The z algorithm of "algorithm" string matching

Source: Internet
Author: User

For a long time, I asked for text to match the single-mode string, and I only used KMP. Later I saw the z algorithm on CF, with a lot of people. After studying, I feel that the z algorithm is also very subtle. In previous blog post, there was also the problem of solving string matches with the z algorithm.

The z algorithm is described below.

Let's start with a word about what the z algorithm can ask for.

The input for a string s,z algorithm can be obtained for each suffix of this string with its own longest common prefix LCP.

Next, the specific content of the z algorithm is introduced.

The length of the memory string s is N.

The z algorithm needs to maintain a pair of values, recorded as left and right, and précis-writers as L and R. L and R satisfy S[l,r] are prefixed with s string. When I is 1, the violence compared s[0,n-1] and s[1,n-1] can be obtained at this time L and R, but also got z[1], namely suffix (1) and S itself LCP.

Assuming the calculation to i-1, we have obtained the current L and R, and also got the value of z[1] to z[i-1], now we need to calculate z[i] with the new L and R.
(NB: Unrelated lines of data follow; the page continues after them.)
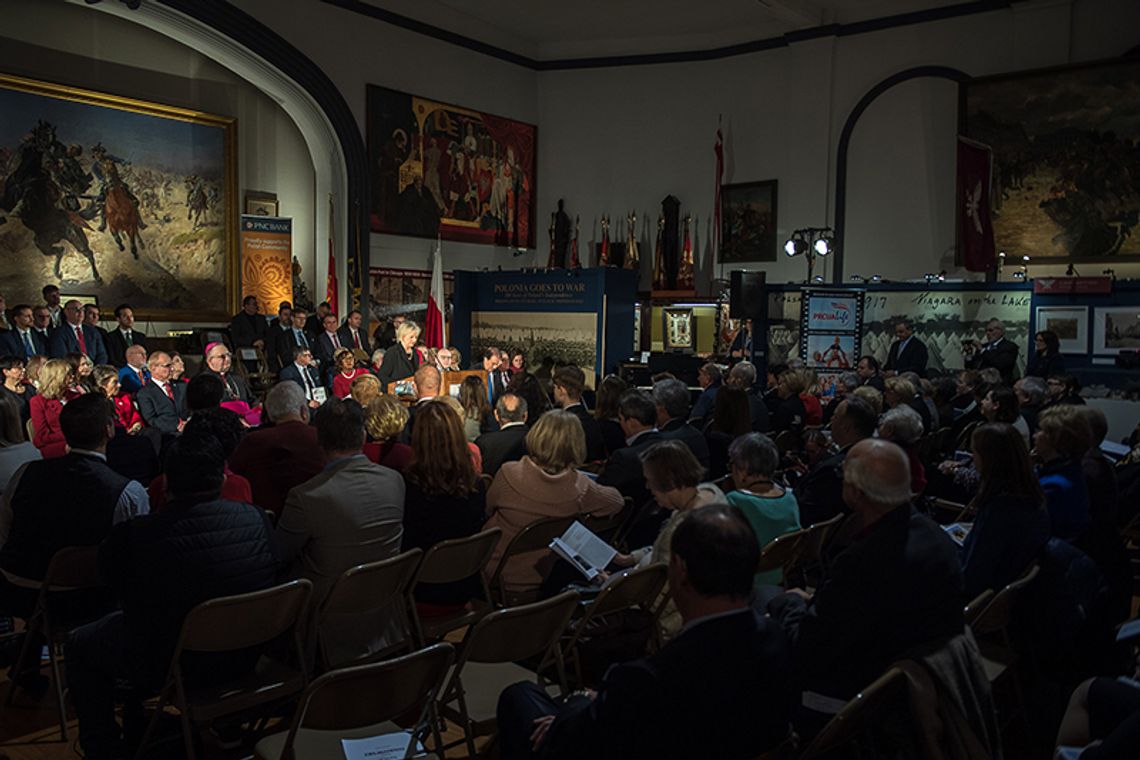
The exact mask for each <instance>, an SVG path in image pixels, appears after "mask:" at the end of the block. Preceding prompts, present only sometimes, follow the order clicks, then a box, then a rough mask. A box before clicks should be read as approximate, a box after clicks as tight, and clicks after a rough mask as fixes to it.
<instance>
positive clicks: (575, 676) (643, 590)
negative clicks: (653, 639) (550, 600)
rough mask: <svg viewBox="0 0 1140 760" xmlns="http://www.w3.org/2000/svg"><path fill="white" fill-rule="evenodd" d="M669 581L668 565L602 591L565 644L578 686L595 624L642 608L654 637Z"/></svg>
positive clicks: (645, 572)
mask: <svg viewBox="0 0 1140 760" xmlns="http://www.w3.org/2000/svg"><path fill="white" fill-rule="evenodd" d="M668 577H669V569H668V567H667V566H666V565H665V564H660V563H658V564H652V565H649V566H648V567H642V569H641V570H634V571H632V572H625V573H621V575H619V577H618V578H617V579H613V580H611V581H610V582H609V583H608V585H606V586H604V587H603V588H602V591H601V593H600V594H598V595H597V597H595V598H594V600H593V602H592V603H591V604H589V605H587V607H586V612H585V614H583V616H581V618H580V619H578V620H576V621H575V622H573V623H572V624H571V626H570V630H569V635H568V637H567V639H565V641H564V643H563V644H562V657H563V660H572V661H573V669H575V670H573V672H575V683H576V684H579V685H580V684H581V683H583V677H581V653H580V651H579V649H580V645H581V640H583V638H584V637H586V636H588V635H589V627H591V624H592V623H594V622H595V621H597V620H598V619H601V618H602V616H603V615H612V614H616V613H619V612H624V611H626V610H634V608H641V610H644V611H645V612H646V613H648V614H649V616H650V623H651V628H650V636H651V637H652V627H653V626H655V618H654V616H653V615H654V614H657V615H659V614H660V612H661V610H663V608H665V605H657V604H655V603H657V602H658V597H659V596H660V594H661V589H662V588H665V583H666V581H667V580H668Z"/></svg>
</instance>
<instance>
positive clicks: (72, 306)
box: [48, 299, 107, 365]
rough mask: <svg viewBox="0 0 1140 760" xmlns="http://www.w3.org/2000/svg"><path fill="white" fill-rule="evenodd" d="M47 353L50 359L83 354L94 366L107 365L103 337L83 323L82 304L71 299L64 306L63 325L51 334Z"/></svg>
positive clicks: (73, 299) (106, 361)
mask: <svg viewBox="0 0 1140 760" xmlns="http://www.w3.org/2000/svg"><path fill="white" fill-rule="evenodd" d="M48 352H49V354H50V356H51V358H52V359H62V358H63V357H64V356H66V354H68V353H75V352H79V353H83V354H87V357H88V358H89V359H90V360H91V361H92V362H95V363H96V365H105V363H107V349H106V346H104V345H103V336H101V335H99V333H98V332H97V330H96V329H95V328H93V327H91V326H90V325H86V324H84V322H83V304H81V303H80V302H79V301H76V300H75V299H72V300H71V301H68V302H67V303H65V304H64V324H63V325H60V326H59V327H58V328H57V329H56V332H55V333H52V334H51V342H50V343H49V345H48Z"/></svg>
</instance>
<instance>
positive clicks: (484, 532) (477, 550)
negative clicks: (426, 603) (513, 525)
mask: <svg viewBox="0 0 1140 760" xmlns="http://www.w3.org/2000/svg"><path fill="white" fill-rule="evenodd" d="M502 534H503V531H502V530H499V529H498V528H492V529H490V530H486V531H483V532H481V533H475V534H474V536H469V537H466V538H456V539H449V540H446V541H440V542H439V544H437V545H434V546H433V547H431V548H430V549H427V554H425V555H424V558H423V562H421V563H420V569H418V570H416V574H415V577H414V578H413V580H412V586H410V590H409V594H408V607H409V611H410V614H412V623H413V627H414V630H415V635H416V643H417V644H418V645H420V646H424V645H425V644H426V643H427V641H434V640H438V639H440V638H442V637H443V636H446V635H447V634H449V632H450V631H454V630H457V629H459V628H463V627H465V626H470V624H471V623H473V622H475V621H477V620H479V619H480V618H482V616H483V615H486V614H487V613H488V612H490V611H491V595H490V589H488V588H487V578H486V577H484V575H483V567H486V566H487V563H488V562H490V558H491V554H494V553H495V547H496V546H498V541H499V537H502ZM472 575H475V577H478V578H479V582H480V585H481V587H482V595H483V598H482V599H472V600H471V602H470V603H469V605H467V607H469V608H464V610H461V611H458V612H456V613H454V614H446V615H438V616H433V618H430V619H427V620H423V619H421V616H420V612H418V610H417V608H416V603H415V596H414V595H415V588H416V586H418V585H420V583H454V582H456V581H461V580H464V579H467V578H471V577H472Z"/></svg>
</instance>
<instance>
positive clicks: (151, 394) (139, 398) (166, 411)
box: [135, 382, 186, 433]
mask: <svg viewBox="0 0 1140 760" xmlns="http://www.w3.org/2000/svg"><path fill="white" fill-rule="evenodd" d="M170 385H171V387H172V389H173V391H174V400H173V401H171V400H170V398H169V397H168V395H166V393H165V391H163V390H162V389H161V387H158V385H157V384H155V383H153V382H152V383H147V384H146V385H144V386H143V387H141V389H140V390H139V392H138V395H136V397H135V399H136V401H137V402H138V404H139V414H141V415H143V420H144V422H145V423H146V424H147V425H149V426H150V427H157V428H158V430H161V431H162V432H163V433H177V432H178V423H179V420H182V419H186V383H170Z"/></svg>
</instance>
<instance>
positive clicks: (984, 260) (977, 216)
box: [958, 137, 996, 272]
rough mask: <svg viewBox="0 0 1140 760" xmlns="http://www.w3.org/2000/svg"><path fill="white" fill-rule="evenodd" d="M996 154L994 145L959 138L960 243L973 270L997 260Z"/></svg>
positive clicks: (987, 270) (959, 240) (958, 158)
mask: <svg viewBox="0 0 1140 760" xmlns="http://www.w3.org/2000/svg"><path fill="white" fill-rule="evenodd" d="M992 158H993V150H992V149H991V148H990V146H987V145H982V144H980V142H975V141H974V140H968V139H966V138H963V137H959V138H958V244H959V250H960V251H961V255H962V264H963V265H964V267H966V268H967V269H968V270H970V271H971V272H984V271H990V270H991V269H993V267H994V264H995V263H996V256H995V255H994V254H995V251H994V228H993V220H992V219H991V218H990V169H991V163H992Z"/></svg>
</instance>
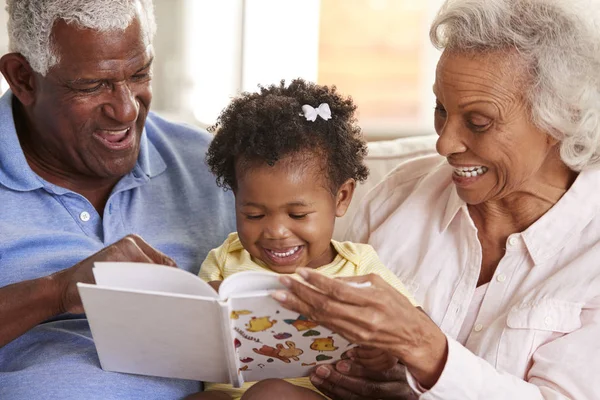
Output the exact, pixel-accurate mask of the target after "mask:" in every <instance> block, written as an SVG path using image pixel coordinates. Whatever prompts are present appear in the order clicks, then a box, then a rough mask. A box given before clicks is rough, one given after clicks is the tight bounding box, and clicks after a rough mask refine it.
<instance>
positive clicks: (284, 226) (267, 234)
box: [263, 218, 290, 239]
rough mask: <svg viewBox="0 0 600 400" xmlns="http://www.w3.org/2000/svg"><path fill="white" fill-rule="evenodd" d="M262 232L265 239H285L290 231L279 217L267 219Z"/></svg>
mask: <svg viewBox="0 0 600 400" xmlns="http://www.w3.org/2000/svg"><path fill="white" fill-rule="evenodd" d="M263 233H264V236H265V238H267V239H285V238H287V237H288V236H289V235H290V231H289V230H288V228H287V227H286V225H285V224H284V223H283V221H281V219H280V218H273V219H271V220H269V221H267V224H266V226H265V228H264V232H263Z"/></svg>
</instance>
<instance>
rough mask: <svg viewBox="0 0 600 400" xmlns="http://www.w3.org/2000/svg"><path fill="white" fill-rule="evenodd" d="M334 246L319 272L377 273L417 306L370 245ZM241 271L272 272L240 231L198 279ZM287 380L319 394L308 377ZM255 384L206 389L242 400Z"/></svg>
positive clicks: (214, 384)
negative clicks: (241, 242) (218, 391)
mask: <svg viewBox="0 0 600 400" xmlns="http://www.w3.org/2000/svg"><path fill="white" fill-rule="evenodd" d="M331 244H332V245H333V247H334V248H335V250H336V252H337V255H336V257H335V258H334V260H333V261H332V262H330V263H329V264H326V265H323V266H321V267H319V268H316V269H315V270H316V271H319V272H320V273H322V274H323V275H325V276H328V277H330V278H338V277H346V276H362V275H368V274H377V275H379V276H381V277H382V278H383V279H384V280H385V281H386V282H387V283H389V284H390V285H392V286H393V287H394V288H395V289H396V290H398V291H399V292H400V293H402V294H403V295H404V296H406V297H407V298H408V299H409V300H410V302H411V303H412V304H415V305H416V302H415V300H414V298H413V297H412V295H411V294H410V293H409V292H408V291H407V290H406V288H405V287H404V285H403V284H402V282H401V281H400V279H398V277H397V276H396V275H394V273H393V272H391V271H390V270H389V269H387V268H386V267H385V265H383V263H382V262H381V261H380V260H379V257H378V256H377V253H376V252H375V250H373V248H372V247H371V246H369V245H367V244H360V243H352V242H337V241H335V240H332V241H331ZM240 271H269V272H273V271H271V270H270V269H269V268H268V267H267V266H266V265H265V264H264V263H263V262H262V261H260V260H256V259H254V258H253V257H252V256H251V255H250V253H248V252H247V251H246V250H245V249H244V247H243V246H242V243H241V242H240V239H239V237H238V234H237V232H233V233H230V234H229V236H228V237H227V239H226V240H225V242H223V244H222V245H221V246H219V247H217V248H216V249H213V250H211V251H210V252H209V253H208V256H207V257H206V260H204V262H203V263H202V266H201V267H200V274H199V276H200V278H202V279H203V280H204V281H206V282H211V281H222V280H223V279H225V278H227V277H228V276H229V275H233V274H235V273H237V272H240ZM294 275H295V274H294ZM286 381H287V382H290V383H293V384H294V385H296V386H301V387H305V388H309V389H311V390H315V391H318V390H317V389H316V388H315V387H314V386H313V385H312V384H311V383H310V379H309V378H306V377H303V378H292V379H286ZM252 384H253V383H251V382H246V383H244V385H243V386H242V387H241V388H239V389H236V388H234V387H232V386H231V385H229V384H215V383H207V384H206V385H205V390H206V391H221V392H226V393H227V394H229V395H230V396H232V397H233V398H234V399H239V398H241V396H242V395H243V394H244V392H245V391H246V390H248V388H250V386H252Z"/></svg>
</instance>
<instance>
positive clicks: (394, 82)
mask: <svg viewBox="0 0 600 400" xmlns="http://www.w3.org/2000/svg"><path fill="white" fill-rule="evenodd" d="M441 2H442V1H441V0H287V1H280V0H245V1H244V0H231V1H227V2H199V1H195V0H187V6H186V7H187V8H188V9H189V12H187V13H186V15H188V17H189V20H188V27H189V29H188V30H187V36H188V43H189V47H188V53H189V54H190V55H191V58H190V61H189V62H188V66H189V67H190V68H191V70H188V73H191V75H190V76H191V77H192V78H191V80H190V81H191V82H192V83H191V85H190V87H189V91H190V96H191V98H193V100H192V101H191V103H190V104H191V105H192V107H193V112H194V115H195V117H196V118H197V120H198V121H199V122H200V123H201V124H204V125H211V124H213V123H214V122H215V119H216V117H217V115H218V113H219V111H220V110H221V109H222V108H223V107H225V106H226V105H227V104H228V102H229V100H230V99H231V97H233V96H235V95H236V94H238V93H239V92H240V91H254V90H256V88H257V85H258V84H259V83H260V84H271V83H277V82H279V80H281V79H286V80H290V79H293V78H295V77H303V78H305V79H308V80H311V81H316V82H318V83H321V84H328V85H331V84H335V85H336V86H337V87H338V89H339V90H340V92H342V93H344V94H349V95H351V96H352V97H353V98H354V100H355V101H356V103H357V104H358V106H359V113H358V117H359V122H360V124H361V126H362V127H363V130H364V131H365V133H366V134H367V136H368V137H369V138H370V139H377V138H389V137H398V136H408V135H415V134H428V133H432V132H433V128H432V115H433V111H432V110H433V107H434V98H433V95H432V94H431V86H432V84H433V80H434V73H435V64H436V62H437V59H438V57H439V54H438V51H437V50H435V49H434V48H433V47H432V46H431V44H430V43H429V35H428V31H429V24H430V22H431V20H432V19H433V16H434V15H435V12H436V11H437V9H438V7H439V6H440V5H441ZM199 16H203V18H202V19H201V20H202V23H199V22H198V21H199V20H200V19H199Z"/></svg>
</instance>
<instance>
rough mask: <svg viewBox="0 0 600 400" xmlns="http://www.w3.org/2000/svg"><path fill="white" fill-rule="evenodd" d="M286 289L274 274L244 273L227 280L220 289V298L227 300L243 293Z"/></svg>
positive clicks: (278, 277) (273, 273)
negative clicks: (226, 299)
mask: <svg viewBox="0 0 600 400" xmlns="http://www.w3.org/2000/svg"><path fill="white" fill-rule="evenodd" d="M285 289H286V288H285V286H283V285H282V284H281V283H279V275H277V274H276V273H274V272H266V271H265V272H259V271H242V272H238V273H236V274H233V275H230V276H228V277H227V278H225V280H224V281H223V283H221V286H220V287H219V296H220V297H221V299H223V300H225V299H228V298H229V297H231V296H239V295H241V294H243V293H253V292H259V291H265V290H285Z"/></svg>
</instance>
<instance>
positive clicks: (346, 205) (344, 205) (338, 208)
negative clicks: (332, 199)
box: [335, 178, 356, 217]
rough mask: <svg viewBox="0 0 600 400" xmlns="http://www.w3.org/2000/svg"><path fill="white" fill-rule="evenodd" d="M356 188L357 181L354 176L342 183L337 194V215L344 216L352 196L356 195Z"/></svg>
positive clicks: (337, 215) (335, 215) (336, 204)
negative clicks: (352, 178) (355, 188)
mask: <svg viewBox="0 0 600 400" xmlns="http://www.w3.org/2000/svg"><path fill="white" fill-rule="evenodd" d="M355 188H356V181H355V180H354V179H352V178H350V179H348V180H347V181H346V182H344V183H342V185H341V186H340V188H339V189H338V191H337V193H336V195H335V216H336V217H343V216H344V214H346V211H348V207H349V206H350V202H351V201H352V196H353V195H354V189H355Z"/></svg>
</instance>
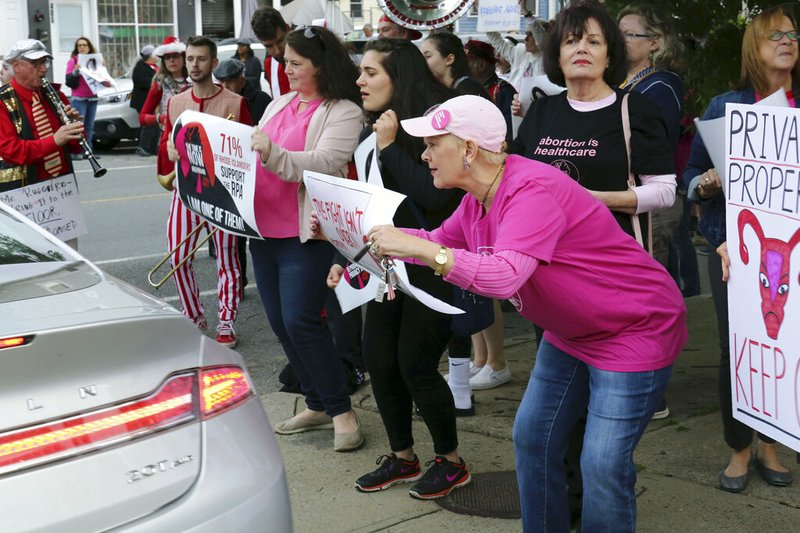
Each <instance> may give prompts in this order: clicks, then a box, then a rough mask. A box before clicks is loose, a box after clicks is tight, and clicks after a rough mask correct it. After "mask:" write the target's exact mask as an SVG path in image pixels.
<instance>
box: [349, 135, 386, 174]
mask: <svg viewBox="0 0 800 533" xmlns="http://www.w3.org/2000/svg"><path fill="white" fill-rule="evenodd" d="M377 139H378V134H377V133H375V132H373V133H372V135H370V136H369V137H367V138H366V139H364V140H363V141H361V143H359V145H358V147H357V148H356V152H355V153H354V154H353V161H355V164H356V173H357V174H358V181H363V182H366V183H371V184H373V185H377V186H378V187H383V178H382V177H381V171H380V169H379V168H378V147H377V144H376V142H377Z"/></svg>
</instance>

1. Assuming i>r, it means that there is no string ending after I or I, and that the string itself is a prefix of s, otherwise R should not be less than I. For this situation, it is necessary to recalculate the new L and R, to make the l=r=i, the violent comparison s with suffix (i), to get the z[i]=r-i+1=r-l+1.

2. At this time i<=r, make k=i-l, can assert Z[i]>=min (z[k],r-i+1). Because we can use L to R as a prefix to the string, I have an offset of k relative to L, because of the meaning of L and R.

If z[k]<r-i+1, then z[i] must be equal to Z[k], based on this time, s[k,k+z[k]-1] is a prefix of s[i,r], and in this case L and R do not change.

If z[k]>=r-i+1, according to the meaning of R, s[r+1]!=s[r-l+1],z[k] is greater than r-i+1 match information because s[r+1]!=s[r-l+1] and invalid, so at this time according to Z[k] can assert z[i] at least r-i+1, so L =i, calculate the new R value, and get the z[i at this time].

In the concrete implementation, the second case of the two seed situation can be normalized processing.

Give a C + + implementation code:

1 voidZ (Char*s,intn=0) {2N= (n==0)?strlen (s): N;3z[0]=N;4     intL=0, r=0;5      for(intI=1; i<n;i++) {6         if(i>r) {7L=i,r=i;8              while(R<n&&s[r-i]==s[r]) r++;9z[i]=r-l;Tenr--; One         } A         Else { -             intk=i-l; -             if(z[k]<r-i+1) thez[i]=Z[k]; -             Else { -L=i; -                  while(R<n&&s[r-i]==s[r]) r++; +z[i]=r-l; -r--; +             } A         } at     } -}
View Code

The z algorithm solves the single pattern string matching method very simply, makes S is the text string, T is the pattern string, constructs the new string p=t+ ' # ' +s, computes the Z-array, scans backwards from the position where s begins in P, and if Z[i]=length (s), there is a match here. Of course, you can not add ' # ', then the judgment needs to use >= instead of =.

The z algorithm of "algorithm" string matching

Contact Us

The content source of this page is from Internet, which doesn't represent Alibaba Cloud's opinion; products and services mentioned on that page don't have any relationship with Alibaba Cloud. If the content of the page makes you feel confusing, please write us an email, we will handle the problem within 5 days after receiving your email.

If you find any instances of plagiarism from the community, please send an email to: info-contact@alibabacloud.com and provide relevant evidence. A staff member will contact you within 5 working days.

A Free Trial That Lets You Build Big!

Start building with 50+ products and up to 12 months usage for Elastic Compute Service

  • Sales Support

    1 on 1 presale consultation

  • After-Sales Support

    24/7 Technical Support 6 Free Tickets per Quarter Faster Response

  • Alibaba Cloud offers highly flexible support services tailored to meet your exact needs.